I shook off these doubts as a chef explained how to locate a flap that protects a crab’s vital organs and lift it to expose soft flesh. Driving a metal stick into the crab’s heart ensures a quick kill – though the accompanying pamphlet read coldly: “You may wish to wait for your crab’s limbs to stop moving before cooking, but it’s effectively dead now”.
I reminded myself I was there to learn something and went for it. I can confirm, nothing changes your relationship with food quicker than watching the life wheeze out of something you’ve just stabbed – mouth foaming, nerve endings twitching for what seems like eternity – before you smash open its protective shell with a sparkly red hammer.
Plied with champagne while chefs whisked away the evidence, I found myself blocking out what I’d just done – but when it came to chowing down, I didn’t have too much trouble. I can see how a year’s worth of abstention and killing experiences might lead to reverence like Zuckerberg’s, but not being an internet billionaire myself, this lifestyle change would be pretty tricky.
It’s estimated that there are around 3 million vegetarians in Britain – and in May 2016 more than 1% of the population were vegan. This could be due to its purported health benefits (lower cholesterol, reduced risk of death from heart disease and cancer, to name a few) but I’ll bet the slew of graphic farming and slaughterhouse videos that keep dripping into our timelines has something to do with it. Faced with the task of killing and cooking our own meals every day, I’m sure the numbers would go up, and that I’d be one of them.

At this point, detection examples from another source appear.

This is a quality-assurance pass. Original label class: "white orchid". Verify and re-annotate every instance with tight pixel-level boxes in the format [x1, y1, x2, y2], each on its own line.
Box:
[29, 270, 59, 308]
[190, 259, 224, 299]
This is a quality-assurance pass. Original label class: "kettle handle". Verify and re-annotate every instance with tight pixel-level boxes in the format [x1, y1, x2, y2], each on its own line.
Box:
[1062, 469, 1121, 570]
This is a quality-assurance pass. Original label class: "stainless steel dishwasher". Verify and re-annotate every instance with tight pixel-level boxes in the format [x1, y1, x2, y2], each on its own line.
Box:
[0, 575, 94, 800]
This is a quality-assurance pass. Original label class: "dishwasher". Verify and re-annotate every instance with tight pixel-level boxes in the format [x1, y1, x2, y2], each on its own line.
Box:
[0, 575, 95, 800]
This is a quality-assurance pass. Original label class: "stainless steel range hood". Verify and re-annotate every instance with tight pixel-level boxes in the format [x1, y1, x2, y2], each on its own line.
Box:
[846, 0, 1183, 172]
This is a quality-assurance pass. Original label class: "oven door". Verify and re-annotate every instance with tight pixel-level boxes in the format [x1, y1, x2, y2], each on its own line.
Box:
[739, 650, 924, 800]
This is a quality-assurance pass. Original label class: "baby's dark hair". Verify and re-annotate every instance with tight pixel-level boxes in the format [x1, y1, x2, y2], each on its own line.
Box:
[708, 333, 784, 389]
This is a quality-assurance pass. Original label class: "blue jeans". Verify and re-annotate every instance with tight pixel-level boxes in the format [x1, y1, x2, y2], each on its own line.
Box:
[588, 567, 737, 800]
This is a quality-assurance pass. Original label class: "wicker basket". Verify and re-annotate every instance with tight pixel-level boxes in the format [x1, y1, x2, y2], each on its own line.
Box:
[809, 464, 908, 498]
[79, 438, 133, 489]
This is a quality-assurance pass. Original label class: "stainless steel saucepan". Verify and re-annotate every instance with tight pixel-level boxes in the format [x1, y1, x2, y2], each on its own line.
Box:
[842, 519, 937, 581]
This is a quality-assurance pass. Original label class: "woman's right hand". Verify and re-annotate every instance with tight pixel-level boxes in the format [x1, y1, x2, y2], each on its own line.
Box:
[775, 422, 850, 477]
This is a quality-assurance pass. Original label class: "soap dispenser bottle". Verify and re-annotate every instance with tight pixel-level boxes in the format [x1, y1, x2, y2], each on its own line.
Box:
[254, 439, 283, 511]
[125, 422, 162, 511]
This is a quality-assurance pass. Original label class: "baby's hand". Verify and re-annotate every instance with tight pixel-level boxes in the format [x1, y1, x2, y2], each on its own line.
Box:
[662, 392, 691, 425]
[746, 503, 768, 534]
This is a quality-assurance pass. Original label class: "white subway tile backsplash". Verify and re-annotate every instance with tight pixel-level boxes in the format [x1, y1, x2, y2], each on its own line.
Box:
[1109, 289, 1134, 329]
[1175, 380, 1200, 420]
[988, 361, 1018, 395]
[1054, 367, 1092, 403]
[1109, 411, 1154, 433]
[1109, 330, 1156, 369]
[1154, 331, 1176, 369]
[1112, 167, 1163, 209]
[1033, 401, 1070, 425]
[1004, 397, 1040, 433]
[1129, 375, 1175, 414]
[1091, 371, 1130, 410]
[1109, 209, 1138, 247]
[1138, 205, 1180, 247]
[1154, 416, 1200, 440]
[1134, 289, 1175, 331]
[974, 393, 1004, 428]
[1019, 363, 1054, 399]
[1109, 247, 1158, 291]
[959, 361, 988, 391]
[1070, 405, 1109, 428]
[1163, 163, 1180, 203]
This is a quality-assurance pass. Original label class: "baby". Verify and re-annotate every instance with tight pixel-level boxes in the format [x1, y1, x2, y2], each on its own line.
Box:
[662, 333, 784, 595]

Zuckerberg said: “I’ve learned a lot about sustainable farming and raising of animals… the most interesting thing was how special it felt to eat it after having not eaten any seafood or meat in a while”. For me, it broke the barrier between clinical, packaged meats and where they come from – but served as more of a kick start for educating myself about food. My realistic takeaway was to limit meat and dairy, savour the experience when I do eat it, and try harder to educate myself on the subject.
For every picture of Salt Bae practically lubing up a Tomahawk steak, there’s a documentary listing the horrors of carnivorism (Simon Amstell’s Carnage is particularly jarring). There’s now so much information available to us that there’s really no excuse not to take it. What you do with that information, though, is up to you.